Importantly, CPSF6 accumulation at NSs depended on the interaction with VRC-associated CA. A 30 min exposure to a comparatively high dose (25 μM) of the CA-targeting drug PF74 reduced VRC-associated CPSF6 signal in NSs to near background in MDMs and TZM-bl cells (Fig. 4a–d) without affecting the VRC signal (Fig. 4 and Supplementary Fig. 5c, d). PF74 also displaced CPSF6 from nuclear VRCs in other cell types (Supplementary Fig. 5e, f). Of note, PF74-induced CPSF6 displacement was not associated with a loss of CA signal from nuclear VRCs in TZM-bl cells (Supplementary Fig. 5g, h). On the contrary, 25 µM of PF74 significantly enhanced CA immunostaining of nuclear VRCs, perhaps owing to the exposure of CA epitopes after drug-mediated displacement of CA-interacting host factors in the nucleus (Supplementary Fig. 5g, h). These results imply that VRC-associated CA recruits CPSF6 to NSs in several cell types. Interestingly, a lower dose (2.5 µM) of PF74 failed to displace CPSF6 from NS-localized VRCs, even after prolonged (up to 5 days) treatment of MDMs, (Supplementary Fig. 5i, j). This is in contrast to the ability of this concentration of PF74 to effectively block nuclear import of HIV-1 in several cell types when added early during infection13,14,15,36,37.
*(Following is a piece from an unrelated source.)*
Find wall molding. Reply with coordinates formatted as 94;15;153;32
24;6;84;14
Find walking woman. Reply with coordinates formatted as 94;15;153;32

To gain further insights into the CPSF6/VRC interaction, we transiently expressed CPSF6 tagged at the amino terminus with a photoactivatable GFP (abbreviated PA-C6)38 in TZM-bl cells. PA-C6 association with nuclear VRCs was visualized by live-cell imaging. Photoactivation of PA-C6 within a selected region of the nucleus of uninfected cells revealed that this protein was highly mobile (Fig. 5a, b and Supplementary Movie 4). In contrast, PA-C6 locally photoactivated at INmCherry-labeled nuclear VRCs remained stably associated with these complexes, unless displaced by treatment with 25 μM PF74 (Fig. 5c, d and Supplementary Movies 5 and 6). Thus, VRCs residing in NSs recruit and retain CPSF6 in a CA-dependent manner.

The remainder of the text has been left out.